Stop Using WhatsApp to Spread Fake News, Jega Tells Political Parties

By Adedayo Akinwale in Abuja

A former National Chairman of the Independent National Electoral Commission (INEC), Prof. Attahiru Jega, has urged political parties and their candidates to desist from using the social media platform, WhatsApp, in spreading fake news as was prevalent during the 2019 general elections.

He added that it was important that WhatsApp be used to add value to the integrity of the country’s electoral process.

Jega spoke on Monday at the launch of a report titled, “WhatsApp and Nigeria’s 2019 Elections: Mobilising the People, Protecting the Vote”. The research was carried out by the Centre for Democracy and Development (CDD) in partnership with the University of Birmingham, United Kingdom (UK).

He acknowledged that the social media could be a good platform, but stressed that a lot of other people abuse or misused it during the 2019 elections, adding that the key challenge was to keep on looking and understanding how best to put WhatsApp to good use, whether for political mobilisation for election or and political education.

Jega stressed that the platform could be used for sharing credible news rather than what is obtainable now which is to circulate fake news.

He stated: “This research basically tried as I said earlier exploratory basis to help us understand how Nigerians are using WhatsApp as a platform for either electioneering campaigns or for general political activities. I think it is good that we begin to pay greater attention to that, I believe they are pace setters, they have started something good and many researchers now can go into that.”

On what reform he would like to see going forward, he said, “definitely, I will like to see a situation in which increasingly credible news is used on the platform rather than fake news. “Obviously political parties and candidate can use this platform to inform voters and to inform the public about their policies, about their programmes, about what they can do rather than use it in a manner in which they are abusing opponents or casting aspersions and using fake postings.

” It is very important that we use it for the good in terms of how it can add value to our political development and how it can add value to the integrity of our elections.

“Some of the contributors were raising issues about how small the samples of the study is because they focus primarily on Kano and Oyo States, other researchers can come in and look at other areas and the more we are able to do the research the better we will be informed both the good uses and the bad uses of social media and how best we can improve the old uses and mitigate the bad uses.”

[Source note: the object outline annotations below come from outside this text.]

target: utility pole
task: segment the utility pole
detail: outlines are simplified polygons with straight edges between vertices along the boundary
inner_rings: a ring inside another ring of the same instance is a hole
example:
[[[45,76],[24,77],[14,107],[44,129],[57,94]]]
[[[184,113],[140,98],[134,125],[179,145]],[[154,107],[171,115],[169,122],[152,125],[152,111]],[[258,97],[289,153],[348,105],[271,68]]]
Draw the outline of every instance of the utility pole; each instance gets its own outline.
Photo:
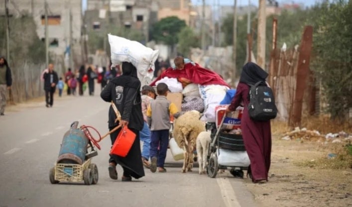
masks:
[[[202,49],[205,55],[205,0],[203,0],[202,9]]]
[[[48,34],[48,3],[44,1],[45,25],[45,64],[49,66],[49,34]]]
[[[218,22],[218,46],[221,47],[221,7],[220,6],[220,0],[218,0],[218,12],[219,13],[219,21]]]
[[[265,70],[265,14],[266,0],[259,0],[258,14],[258,40],[257,44],[257,64]]]
[[[10,63],[10,25],[8,20],[8,0],[5,0],[5,13],[6,14],[6,58],[7,63]]]
[[[72,41],[72,11],[70,9],[70,63],[69,65],[74,71],[73,65],[73,43]]]
[[[212,19],[213,21],[213,33],[212,34],[212,45],[213,45],[213,47],[215,47],[215,5],[216,5],[216,2],[215,1],[216,0],[214,0],[214,2],[213,3],[213,12],[212,14],[213,15],[212,15]]]
[[[237,0],[235,0],[234,5],[234,36],[232,46],[232,59],[234,63],[232,80],[235,82],[236,78],[236,47],[237,46]]]
[[[252,55],[251,36],[250,35],[250,0],[248,0],[247,15],[247,61],[250,62]]]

On his assessment of the usage of the WhatsApp platform, Jega noted: “I did not study the research but from what the researchers have said, you can see that some used it for the good, but many other used it negatively in terms of fake news or disinformation. The challenge is how can political parties or candidates continue to use this platform positively, and I think that is what can add value to our process.”

Giving an overview of the report, CDD Director, Ms. Idayat Hassan, said the aim of the research project was to shed light on how WhatsApp was influencing Nigerian elections and the spread of so-called “fake news”.
She explained that WhatsApp was used to both spread disinformation, and to counter it, stressing that one of the most notorious messages of the election was the false story that President Muhammadu Buhari had died and been replaced by a clone from Sudan and as widely circulated on WhatsApp.

Hassan stressed: “The most important thing that the government has to do in terms of countering fake news and disinformation is always been open and making information available to all parties including the press.
“Most times, what happens is when there are these kind of news that are going all over platforms, you reach out to the government through their spokesperson and you say is this true or not?

“The processes, the time within which they respond, that is if they respond, allows fake news to spread wider, and you know this is just like a wide fire that you care actually dealing with

“There must be promptness, their must be openness…they have to consider information a right to the people, they have to see that we are living in a world where disinformation is fast eroding democracy.”

Also, Dr. Jonathan Fisher of University of Birmingham, said that the research found that the political use of WhatsApp was becoming increasingly sophisticated and organised at the presidential level.

According to him, “By setting up multiple overlapping WhatsApp groups, organisations such as the Buhari New Media Centre (BNMC) and Atikulated Youth Force (AYF) – set up to support, respectively, the campaigns of President Buhari and his main opponent, Atiku Abubakar – can send messages to tens of thousands of people at the touch of a button by forming hundreds of groups of 256 members.”

The research however recommended in the short-term the reinforcement of the ability of group administrators to set standards; target digital literacy training to social influencers and strengthen WhatsApp’s ability to understand the risk of misuse by opening an office on the African continent.

In the long-term, it recommended that state and federal governments should invest more in digital literacy as part of the national curriculum, while political campaigns should develop social media codes of conduct for future elections.